И это помогло искуплению. Оказавшись в безвыходной, казалось бы, ситуации, герой приперт к стенке славными органами, предложившими с ухмылкой невозможный выбор: либо будешь раздавлен, либо превратишься в предателя и стукача. Решения нет и не может быть. Но он в секунду находит его. Ударил топором – не испугавшегося почти до обморока опера, а себя - по руке. Отрубил пальцы. Стал негоден ни к строевой, ни к агентурной службе. Освободил себя. Не дал уничтожить в себе главное.
И молитва сбылась. Бог увидел.
«Улыбка Эммы» обманчива. Книжка кажется маленькой, тоненькой, чуть ли не пустяком, на самом деле – огромна по своей смысловой нагрузке. Кажется простенькой, а на самом деле сложна, многослойна и многоголоса. Мне, наверно, все-таки не самому неискушенному из читателей, потребовалось ее перечитать второй раз, чтобы понять. И что тоже замечательно – именно при втором чтении удалось получить от нее почти физическое яркое удовольствие.

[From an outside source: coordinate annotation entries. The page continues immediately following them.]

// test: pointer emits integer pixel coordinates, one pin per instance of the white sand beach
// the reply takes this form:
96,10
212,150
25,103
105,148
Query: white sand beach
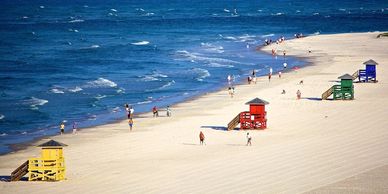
309,146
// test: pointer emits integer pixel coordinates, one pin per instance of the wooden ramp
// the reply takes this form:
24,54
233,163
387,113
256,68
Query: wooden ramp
326,94
20,172
232,124
355,74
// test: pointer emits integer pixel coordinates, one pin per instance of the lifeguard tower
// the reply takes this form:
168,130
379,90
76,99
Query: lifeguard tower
255,118
344,91
50,167
368,74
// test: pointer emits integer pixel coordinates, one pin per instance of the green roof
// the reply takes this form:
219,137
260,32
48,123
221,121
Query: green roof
257,101
346,76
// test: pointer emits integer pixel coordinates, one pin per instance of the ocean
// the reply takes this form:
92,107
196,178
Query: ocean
81,61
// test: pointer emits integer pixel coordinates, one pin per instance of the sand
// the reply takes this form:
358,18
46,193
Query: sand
309,146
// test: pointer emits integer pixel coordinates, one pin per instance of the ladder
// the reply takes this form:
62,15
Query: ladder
232,124
20,172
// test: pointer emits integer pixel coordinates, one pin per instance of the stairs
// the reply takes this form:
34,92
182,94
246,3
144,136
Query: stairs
355,75
20,172
328,92
232,124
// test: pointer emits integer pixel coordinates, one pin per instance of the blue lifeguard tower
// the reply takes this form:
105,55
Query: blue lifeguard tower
369,73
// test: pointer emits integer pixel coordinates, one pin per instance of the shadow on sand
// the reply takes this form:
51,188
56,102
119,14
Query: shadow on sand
219,128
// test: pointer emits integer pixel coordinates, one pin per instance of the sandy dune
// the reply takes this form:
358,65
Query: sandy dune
309,146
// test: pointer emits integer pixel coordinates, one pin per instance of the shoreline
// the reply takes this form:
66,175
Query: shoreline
309,144
24,145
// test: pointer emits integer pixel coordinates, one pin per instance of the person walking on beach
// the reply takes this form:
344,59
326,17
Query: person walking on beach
155,111
130,123
62,128
201,138
74,128
249,140
131,111
168,111
298,94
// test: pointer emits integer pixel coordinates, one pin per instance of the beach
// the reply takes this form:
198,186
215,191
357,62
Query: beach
309,146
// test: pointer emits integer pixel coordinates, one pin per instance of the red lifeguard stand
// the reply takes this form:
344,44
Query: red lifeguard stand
255,118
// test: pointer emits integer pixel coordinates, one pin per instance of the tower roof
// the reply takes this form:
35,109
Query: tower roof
346,76
52,143
257,101
370,62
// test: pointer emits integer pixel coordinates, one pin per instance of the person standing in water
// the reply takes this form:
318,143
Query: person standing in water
201,138
168,111
75,128
62,128
130,123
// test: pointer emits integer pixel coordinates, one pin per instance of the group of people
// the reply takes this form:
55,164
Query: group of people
202,139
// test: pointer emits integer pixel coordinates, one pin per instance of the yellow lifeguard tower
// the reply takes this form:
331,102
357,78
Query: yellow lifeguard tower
50,167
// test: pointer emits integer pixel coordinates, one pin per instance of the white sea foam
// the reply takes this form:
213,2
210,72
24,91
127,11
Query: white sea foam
267,35
212,48
144,102
202,73
35,102
57,91
101,83
76,89
279,13
218,65
76,21
99,97
197,57
140,43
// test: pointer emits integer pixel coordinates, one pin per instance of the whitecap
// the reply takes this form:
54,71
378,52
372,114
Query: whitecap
76,21
144,102
279,13
34,102
212,48
101,83
140,43
202,73
218,65
116,109
196,57
99,97
76,89
120,91
57,91
267,35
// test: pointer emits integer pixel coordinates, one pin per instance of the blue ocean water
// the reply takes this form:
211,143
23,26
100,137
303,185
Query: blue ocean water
80,61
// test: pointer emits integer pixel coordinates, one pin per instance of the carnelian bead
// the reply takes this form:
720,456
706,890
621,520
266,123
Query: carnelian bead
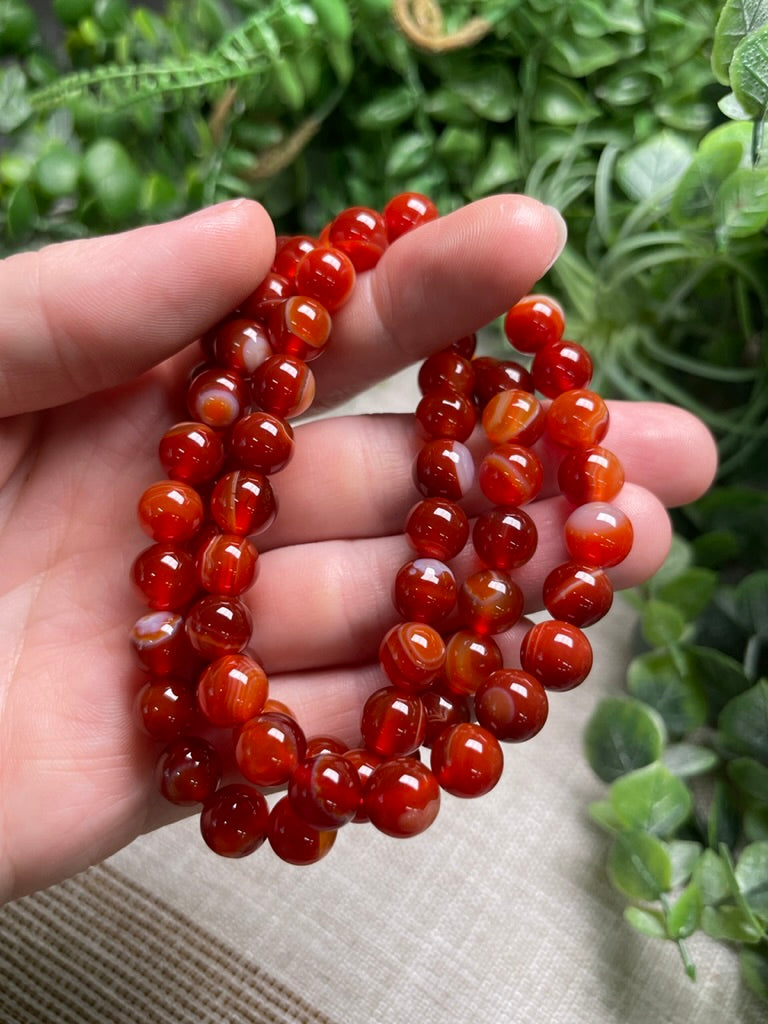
437,528
243,503
360,233
293,840
217,397
193,453
170,510
231,690
227,564
446,414
512,705
217,625
532,323
188,770
165,576
401,798
269,748
424,590
510,474
300,327
590,474
505,538
328,275
241,345
412,654
443,468
392,722
284,386
467,760
407,211
598,534
557,653
578,419
578,594
325,791
446,369
262,442
233,821
513,416
494,376
470,658
166,708
561,367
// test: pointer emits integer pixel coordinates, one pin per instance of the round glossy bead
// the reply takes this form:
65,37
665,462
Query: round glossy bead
598,534
407,211
578,419
424,590
227,564
505,538
467,760
513,416
284,386
262,442
510,474
360,233
241,345
328,275
412,654
402,797
443,468
188,770
532,323
489,601
233,821
437,528
217,625
170,510
512,705
446,414
561,367
217,397
446,370
293,840
269,748
300,327
557,653
578,594
393,722
325,791
167,708
193,453
495,376
231,690
590,474
243,503
470,658
165,576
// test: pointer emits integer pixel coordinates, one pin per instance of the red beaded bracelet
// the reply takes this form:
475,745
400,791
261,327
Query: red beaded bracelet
444,689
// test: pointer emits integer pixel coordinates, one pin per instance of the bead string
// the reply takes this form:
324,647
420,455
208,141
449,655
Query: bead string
444,688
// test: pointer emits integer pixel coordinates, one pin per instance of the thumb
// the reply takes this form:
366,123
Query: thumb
80,316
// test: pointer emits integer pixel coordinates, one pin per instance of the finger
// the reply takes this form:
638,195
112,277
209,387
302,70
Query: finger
80,316
435,285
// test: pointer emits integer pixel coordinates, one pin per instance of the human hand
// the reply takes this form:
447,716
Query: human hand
93,351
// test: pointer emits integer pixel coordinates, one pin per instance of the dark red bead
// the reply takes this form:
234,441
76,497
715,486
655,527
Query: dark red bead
512,705
467,760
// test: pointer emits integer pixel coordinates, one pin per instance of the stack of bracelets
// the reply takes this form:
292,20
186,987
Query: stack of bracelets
443,689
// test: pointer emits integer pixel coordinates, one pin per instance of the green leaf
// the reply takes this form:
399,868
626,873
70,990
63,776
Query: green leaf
639,866
651,798
622,735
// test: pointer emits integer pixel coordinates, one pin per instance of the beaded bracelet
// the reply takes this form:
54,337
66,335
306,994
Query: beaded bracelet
444,688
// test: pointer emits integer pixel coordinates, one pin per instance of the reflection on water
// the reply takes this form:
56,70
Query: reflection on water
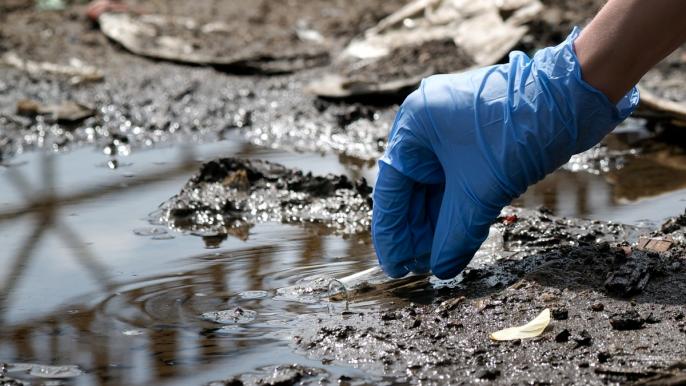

Но какое же удовольствие от таких-то жестокостей? Вот в том-то и дело, в том-то и великая, редкая заслуга Владимира Сотникова: трагичная, страшная вроде бы история, но рассказана она так, с такой ясной, доброй, лишенной всякой мстительности и озлобления интонацией, что оставляет светлый след в душе. Закрываешь книжку с теплым чувством, с откуда-то берущейся бессознательной улыбкой, которую посторонние, чужие в этом разговоре для своих – для тех, кто умеет чувствовать чужую боль, – не заметят и не поймут.